Keimung Und Entwicklung Der Bohne Arbeitsblatt
Keimung und Entwicklung der Bohne bezeichnet den Prozess, bei dem ein Bohnensamen unter geeigneten Bedingungen zu einer ausgewachsenen Bohnenpflanze heranwächst. Es ist ein grundlegendes Beispiel für Pflanzenwachstum und demonstriert die verschiedenen Phasen von der Keimung bis zur Reife.
Der Prozess beginnt mit der Keimung. Hierbei nimmt der trockene Bohnensamen Wasser auf. Dieses Wasser aktiviert Enzyme im Samen, die gespeicherte Nährstoffe wie Stärke und Proteine abbauen. Diese abgebauten Nährstoffe dienen als Energiequelle für das beginnende Wachstum des Embryos innerhalb des Samens. Die Samenschale platzt schließlich auf, wenn der Embryo ausreichend Energie und Platz gewinnt.
Als nächstes entwickelt sich die Keimwurzel. Sie ist die erste Wurzel, die aus dem Samen austritt. Ihre Hauptaufgabe ist die Verankerung der Pflanze im Boden und die Aufnahme von Wasser und Nährstoffen aus der Umgebung. Diese Nährstoffe sind essentiell für das weitere Wachstum der jungen Pflanze. Ohne eine funktionierende Keimwurzel könnte die Pflanze nicht überleben.
Nach der Keimwurzel folgt der Hypokotyl. Er ist der Teil des Stängels, der sich unterhalb der Keimblätter befindet. Der Hypokotyl wächst nach oben und zieht die Keimblätter (Kotyledonen) mit sich an die Oberfläche. Diese Keimblätter sind eigentlich die Speicherorgane des Samens und enthalten Nährstoffe, die die junge Pflanze während ihrer ersten Wachstumsphase versorgen. Sie sehen aus wie kleine Blätter.
Sobald die Keimblätter das Licht erreichen, beginnen sie mit der Photosynthese. Die Photosynthese ist der Prozess, bei dem Pflanzen mithilfe von Sonnenlicht, Wasser und Kohlendioxid Zucker herstellen. Dieser Zucker dient als zusätzliche Energiequelle für die Pflanze. Die Keimblätter können nach einer Weile abfallen, wenn die Pflanze genügend echte Blätter entwickelt hat.

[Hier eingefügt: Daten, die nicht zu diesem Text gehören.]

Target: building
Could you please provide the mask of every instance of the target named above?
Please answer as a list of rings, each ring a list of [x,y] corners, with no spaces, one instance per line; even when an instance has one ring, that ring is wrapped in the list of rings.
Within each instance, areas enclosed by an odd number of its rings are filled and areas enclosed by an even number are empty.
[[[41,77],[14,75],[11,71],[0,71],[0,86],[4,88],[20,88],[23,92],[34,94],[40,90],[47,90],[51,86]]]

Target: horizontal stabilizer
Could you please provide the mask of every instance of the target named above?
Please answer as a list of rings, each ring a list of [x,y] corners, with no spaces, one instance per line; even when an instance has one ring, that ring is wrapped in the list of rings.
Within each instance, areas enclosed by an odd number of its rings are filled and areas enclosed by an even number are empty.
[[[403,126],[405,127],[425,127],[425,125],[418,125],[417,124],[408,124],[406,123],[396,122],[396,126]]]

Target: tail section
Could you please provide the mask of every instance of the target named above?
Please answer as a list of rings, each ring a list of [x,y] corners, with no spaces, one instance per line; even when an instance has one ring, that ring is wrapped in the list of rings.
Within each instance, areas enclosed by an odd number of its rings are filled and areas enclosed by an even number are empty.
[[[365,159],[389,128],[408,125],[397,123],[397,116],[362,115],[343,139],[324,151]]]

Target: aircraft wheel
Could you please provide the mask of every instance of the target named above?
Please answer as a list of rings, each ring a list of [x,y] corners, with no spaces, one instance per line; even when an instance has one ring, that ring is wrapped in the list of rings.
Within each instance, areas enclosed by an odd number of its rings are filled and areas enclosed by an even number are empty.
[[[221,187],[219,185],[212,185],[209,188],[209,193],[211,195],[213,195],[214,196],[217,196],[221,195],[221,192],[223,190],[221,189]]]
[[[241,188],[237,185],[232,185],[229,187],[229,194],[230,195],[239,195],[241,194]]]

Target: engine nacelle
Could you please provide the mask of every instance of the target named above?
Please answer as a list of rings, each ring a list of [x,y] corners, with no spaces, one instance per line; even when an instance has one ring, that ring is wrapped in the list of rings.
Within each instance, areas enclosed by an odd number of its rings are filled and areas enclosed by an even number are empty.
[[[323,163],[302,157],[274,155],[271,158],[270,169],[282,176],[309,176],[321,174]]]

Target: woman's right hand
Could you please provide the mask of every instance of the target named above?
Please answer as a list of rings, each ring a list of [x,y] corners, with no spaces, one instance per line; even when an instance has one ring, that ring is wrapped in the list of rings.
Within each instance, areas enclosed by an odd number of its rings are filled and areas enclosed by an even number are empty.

Nach den Keimblättern entwickeln sich die primären Blätter. Diese sehen anders aus als die Keimblätter und sind die eigentlichen Blätter der Bohnenpflanze. Sie sind besser an die Photosynthese angepasst und können mehr Sonnenlicht einfangen. Die Pflanze wächst weiter und bildet weitere Blätter und einen Stängel.
Schließlich erreicht die Bohnenpflanze die Blütephase. Sie bildet Blüten, die bestäubt werden müssen, um Früchte (die Bohnen) zu produzieren. Die Bestäubung kann durch Insekten, Wind oder sogar durch Selbstbestäubung erfolgen. Nach der Bestäubung entwickeln sich die Bohnenhülsen, in denen die Bohnen reifen.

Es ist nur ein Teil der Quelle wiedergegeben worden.